[PATCH 13/13] imsm: add support for checkpointing via 'curr_migr_unit'

All of lore.kernel.org
 help / color / mirror / Atom feed

From: Dan Williams <dan.j.williams@intel.com>
To: neilb@suse.de
Cc: linux-raid@vger.kernel.org, ed.ciechanowski@intel.com,
	marcin.labun@intel.com
Subject: [PATCH 13/13] imsm: add support for checkpointing via 'curr_migr_unit'
Date: Tue, 22 Dec 2009 17:00:25 -0700	[thread overview]
Message-ID: <20091223000025.31628.26018.stgit@dwillia2-linux.ch.intel.com> (raw)
In-Reply-To: <20091222235807.31628.23231.stgit@dwillia2-linux.ch.intel.com>

Unlike native md checkpointing some data about the geometry and type of
the migration process is coded into curr_migr_unit.  Provide logic to
convert between md/{resync_start|recovery_start} and imsm/curr_migr_unit.

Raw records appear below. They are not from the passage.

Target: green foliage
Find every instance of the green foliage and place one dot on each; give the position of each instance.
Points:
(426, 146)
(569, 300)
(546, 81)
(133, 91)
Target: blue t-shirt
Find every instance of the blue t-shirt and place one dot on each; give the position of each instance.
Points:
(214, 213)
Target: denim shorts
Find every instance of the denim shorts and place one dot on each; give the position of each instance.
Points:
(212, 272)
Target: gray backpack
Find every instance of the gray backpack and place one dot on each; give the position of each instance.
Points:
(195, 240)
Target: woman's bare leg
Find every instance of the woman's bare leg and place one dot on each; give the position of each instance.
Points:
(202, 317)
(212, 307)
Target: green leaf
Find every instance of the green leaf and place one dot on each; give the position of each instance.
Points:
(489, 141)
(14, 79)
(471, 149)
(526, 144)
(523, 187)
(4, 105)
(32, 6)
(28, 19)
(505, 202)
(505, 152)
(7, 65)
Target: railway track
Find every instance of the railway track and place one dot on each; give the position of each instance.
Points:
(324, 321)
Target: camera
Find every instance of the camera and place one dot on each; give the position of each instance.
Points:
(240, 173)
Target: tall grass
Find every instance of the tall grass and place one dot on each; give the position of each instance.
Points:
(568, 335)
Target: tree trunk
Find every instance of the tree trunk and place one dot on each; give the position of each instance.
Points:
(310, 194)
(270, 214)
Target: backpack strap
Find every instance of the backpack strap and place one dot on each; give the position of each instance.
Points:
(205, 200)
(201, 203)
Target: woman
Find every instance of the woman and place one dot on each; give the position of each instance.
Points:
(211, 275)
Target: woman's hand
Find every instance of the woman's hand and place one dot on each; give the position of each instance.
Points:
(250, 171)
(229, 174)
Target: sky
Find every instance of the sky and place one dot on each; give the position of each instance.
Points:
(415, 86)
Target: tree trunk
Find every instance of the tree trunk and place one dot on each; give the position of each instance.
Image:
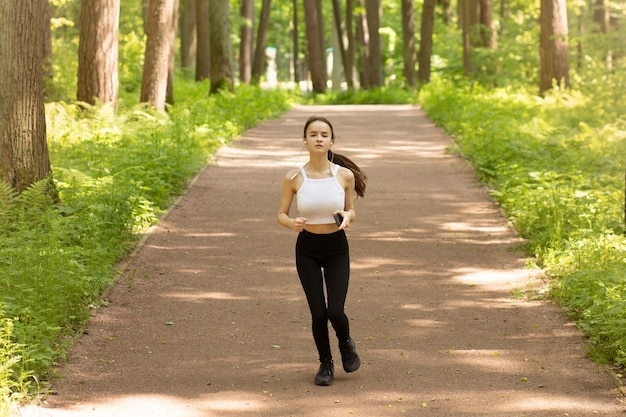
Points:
(221, 47)
(247, 35)
(314, 49)
(24, 157)
(98, 51)
(426, 40)
(602, 18)
(465, 21)
(350, 54)
(258, 65)
(158, 48)
(487, 29)
(373, 13)
(203, 39)
(408, 42)
(554, 63)
(169, 92)
(188, 34)
(363, 51)
(295, 36)
(47, 39)
(342, 44)
(446, 7)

Signed-off-by: Dan Williams <dan.j.williams@intel.com>
---

 bitmap.c      |    2 
 mdadm.h       |   17 +++
 super-intel.c |  320 +++++++++++++++++++++++++++++++++++++++++++++++++++------
 util.c        |   15 +++
 4 files changed, 320 insertions(+), 34 deletions(-)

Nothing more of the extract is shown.